Fiction
13.2 / FALL / WINTER 2018

A THOUSAND EYES

Rakesh runs his fingers on my midriff, warns about the humidity at this time of the year in Guwahati. Adjusting the pleats of my sari, I think about his mother. “As a newlywed, you should visit Kamakhya where Goddess Sati used to retire in secret to satisfy her amour with her husband, Lord Shiva,” she said, her mouth drawn into a thin line, her chin drooping. I can tell she was beautiful once.

Goat scat shines on the hilly road. On the side, wildflowers entwine with weeds. We walk past the panels with sculptured goddesses, the pallu of my sari covering my nose, my anklets jingling, my thoughts absconding to the afternoon before the nuptials when I saw Rakesh’s father with my neighbor, a widow of nearly ten years, in the back room: his hand caressing her back, his lips softly biting on her neck. Moans and whispers. Space filled with abandon. I felt hot behind my ears. I felt mysteriously hungry. For the rest of the day I couldn’t decide if I felt outraged at Rakesh’s father or lusted after Rakesh.

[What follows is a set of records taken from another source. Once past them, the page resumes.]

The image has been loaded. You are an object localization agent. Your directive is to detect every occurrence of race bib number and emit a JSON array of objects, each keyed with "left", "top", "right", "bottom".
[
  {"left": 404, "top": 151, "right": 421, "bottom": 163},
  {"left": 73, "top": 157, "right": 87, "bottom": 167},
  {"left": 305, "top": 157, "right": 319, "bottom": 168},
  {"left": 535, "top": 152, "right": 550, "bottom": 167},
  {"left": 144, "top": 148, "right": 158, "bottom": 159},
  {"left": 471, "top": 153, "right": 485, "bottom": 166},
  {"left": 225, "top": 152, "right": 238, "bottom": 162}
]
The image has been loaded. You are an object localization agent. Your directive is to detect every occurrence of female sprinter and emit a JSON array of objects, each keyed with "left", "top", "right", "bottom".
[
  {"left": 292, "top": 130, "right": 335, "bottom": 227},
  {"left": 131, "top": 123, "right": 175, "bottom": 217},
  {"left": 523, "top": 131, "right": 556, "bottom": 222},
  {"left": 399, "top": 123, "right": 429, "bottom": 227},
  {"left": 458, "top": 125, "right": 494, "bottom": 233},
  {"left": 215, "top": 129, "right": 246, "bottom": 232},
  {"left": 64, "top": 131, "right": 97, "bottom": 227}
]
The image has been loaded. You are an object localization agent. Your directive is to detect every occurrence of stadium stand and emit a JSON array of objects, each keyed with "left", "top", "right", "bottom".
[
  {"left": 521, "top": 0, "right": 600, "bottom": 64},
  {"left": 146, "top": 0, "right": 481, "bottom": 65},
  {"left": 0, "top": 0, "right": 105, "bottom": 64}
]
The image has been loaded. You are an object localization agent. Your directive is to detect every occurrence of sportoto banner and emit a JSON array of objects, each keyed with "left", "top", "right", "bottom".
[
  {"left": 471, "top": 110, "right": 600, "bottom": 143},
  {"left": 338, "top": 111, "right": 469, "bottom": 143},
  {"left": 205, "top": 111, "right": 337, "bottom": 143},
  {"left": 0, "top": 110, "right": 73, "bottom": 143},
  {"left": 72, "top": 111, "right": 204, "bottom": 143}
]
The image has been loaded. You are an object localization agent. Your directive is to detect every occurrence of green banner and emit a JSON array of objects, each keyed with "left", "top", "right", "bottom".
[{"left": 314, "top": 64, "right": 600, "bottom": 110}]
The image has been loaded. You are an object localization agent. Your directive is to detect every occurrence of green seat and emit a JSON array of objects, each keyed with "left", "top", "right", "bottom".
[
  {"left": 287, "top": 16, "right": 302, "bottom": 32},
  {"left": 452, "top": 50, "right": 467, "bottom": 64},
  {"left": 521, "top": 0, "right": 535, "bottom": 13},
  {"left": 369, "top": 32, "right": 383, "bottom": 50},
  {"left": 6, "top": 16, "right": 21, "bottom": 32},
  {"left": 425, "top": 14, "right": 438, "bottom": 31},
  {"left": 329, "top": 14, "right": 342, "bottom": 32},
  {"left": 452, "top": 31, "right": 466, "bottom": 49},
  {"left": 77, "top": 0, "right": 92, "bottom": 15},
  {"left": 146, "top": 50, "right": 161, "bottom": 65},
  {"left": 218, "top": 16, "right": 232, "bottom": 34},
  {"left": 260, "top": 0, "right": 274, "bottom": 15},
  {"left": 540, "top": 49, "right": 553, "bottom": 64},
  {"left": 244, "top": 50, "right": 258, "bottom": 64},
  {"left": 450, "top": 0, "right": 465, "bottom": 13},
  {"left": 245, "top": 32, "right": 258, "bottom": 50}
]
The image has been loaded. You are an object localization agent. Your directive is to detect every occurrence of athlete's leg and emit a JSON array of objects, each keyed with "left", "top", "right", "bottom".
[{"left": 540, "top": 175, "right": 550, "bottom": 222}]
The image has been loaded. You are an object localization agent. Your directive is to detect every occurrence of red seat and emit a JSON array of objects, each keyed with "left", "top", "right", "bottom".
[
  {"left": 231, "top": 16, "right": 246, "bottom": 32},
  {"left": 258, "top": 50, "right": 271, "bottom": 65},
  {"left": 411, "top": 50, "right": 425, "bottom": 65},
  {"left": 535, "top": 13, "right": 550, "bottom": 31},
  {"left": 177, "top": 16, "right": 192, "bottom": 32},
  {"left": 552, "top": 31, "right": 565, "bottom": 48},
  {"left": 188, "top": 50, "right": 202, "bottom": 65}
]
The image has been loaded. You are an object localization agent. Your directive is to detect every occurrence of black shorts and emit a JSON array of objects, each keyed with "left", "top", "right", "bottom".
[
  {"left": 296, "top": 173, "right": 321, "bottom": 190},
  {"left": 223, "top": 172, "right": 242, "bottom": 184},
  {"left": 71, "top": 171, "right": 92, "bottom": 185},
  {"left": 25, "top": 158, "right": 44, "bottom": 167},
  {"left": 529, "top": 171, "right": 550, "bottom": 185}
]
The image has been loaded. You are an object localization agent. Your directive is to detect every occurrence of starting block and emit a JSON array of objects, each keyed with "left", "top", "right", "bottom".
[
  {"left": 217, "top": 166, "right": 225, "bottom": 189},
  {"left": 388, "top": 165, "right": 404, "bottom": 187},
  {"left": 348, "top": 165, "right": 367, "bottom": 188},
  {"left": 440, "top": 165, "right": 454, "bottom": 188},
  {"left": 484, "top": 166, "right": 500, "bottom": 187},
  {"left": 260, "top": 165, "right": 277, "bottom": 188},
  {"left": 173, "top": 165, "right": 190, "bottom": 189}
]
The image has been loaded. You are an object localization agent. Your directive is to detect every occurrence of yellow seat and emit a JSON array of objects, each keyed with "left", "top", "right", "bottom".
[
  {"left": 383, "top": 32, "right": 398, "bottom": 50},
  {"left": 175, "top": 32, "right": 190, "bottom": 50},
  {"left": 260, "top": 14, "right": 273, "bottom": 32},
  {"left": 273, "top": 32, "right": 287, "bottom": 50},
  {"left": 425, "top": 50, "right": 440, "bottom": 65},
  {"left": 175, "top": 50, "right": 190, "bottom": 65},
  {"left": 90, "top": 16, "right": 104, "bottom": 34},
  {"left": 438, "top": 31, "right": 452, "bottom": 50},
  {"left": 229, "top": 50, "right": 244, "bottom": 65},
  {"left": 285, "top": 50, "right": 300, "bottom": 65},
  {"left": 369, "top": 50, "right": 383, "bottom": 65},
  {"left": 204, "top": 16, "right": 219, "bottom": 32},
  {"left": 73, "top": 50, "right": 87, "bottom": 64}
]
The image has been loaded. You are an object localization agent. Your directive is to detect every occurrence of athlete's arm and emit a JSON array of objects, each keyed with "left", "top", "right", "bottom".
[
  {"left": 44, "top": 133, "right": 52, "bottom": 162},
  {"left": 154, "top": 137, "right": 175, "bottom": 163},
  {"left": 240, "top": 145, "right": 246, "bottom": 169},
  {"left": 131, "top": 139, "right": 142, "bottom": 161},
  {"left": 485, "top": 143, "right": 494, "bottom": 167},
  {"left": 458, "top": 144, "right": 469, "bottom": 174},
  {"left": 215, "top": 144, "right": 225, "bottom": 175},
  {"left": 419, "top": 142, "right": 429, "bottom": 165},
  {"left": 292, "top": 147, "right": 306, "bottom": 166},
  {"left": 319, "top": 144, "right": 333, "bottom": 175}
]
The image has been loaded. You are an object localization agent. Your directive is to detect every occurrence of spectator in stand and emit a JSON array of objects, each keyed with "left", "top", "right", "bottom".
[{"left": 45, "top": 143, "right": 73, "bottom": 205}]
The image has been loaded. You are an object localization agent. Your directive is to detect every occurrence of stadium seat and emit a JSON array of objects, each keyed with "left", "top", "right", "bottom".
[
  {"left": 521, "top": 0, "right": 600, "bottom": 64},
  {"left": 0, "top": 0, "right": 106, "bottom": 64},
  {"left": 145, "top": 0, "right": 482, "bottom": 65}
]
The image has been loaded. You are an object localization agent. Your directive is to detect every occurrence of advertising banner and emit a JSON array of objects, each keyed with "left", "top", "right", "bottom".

The sun burns behind the clouds, a subdued flame. A dull pain rises in the right side of my abdomen, as if something is released. I scan a dark indent at the horizon? wonder if it’ll rain again, if the monsoon will leave us alone. After a while, the endless, relentless rain reeks, doesn’t feel clean anymore.

The courtyard is streaked with animal blood. Offerings to the goddess include flower garlands, sweets and animal sacrifices. Sati is also famous as the bleeding goddess. She supposedly menstruates in the month of June and the Brahmaputra River near this temple turns red.  In reality, the priests drop vermilion into the water to glorify Sati’s fertility and fulfill the tradition.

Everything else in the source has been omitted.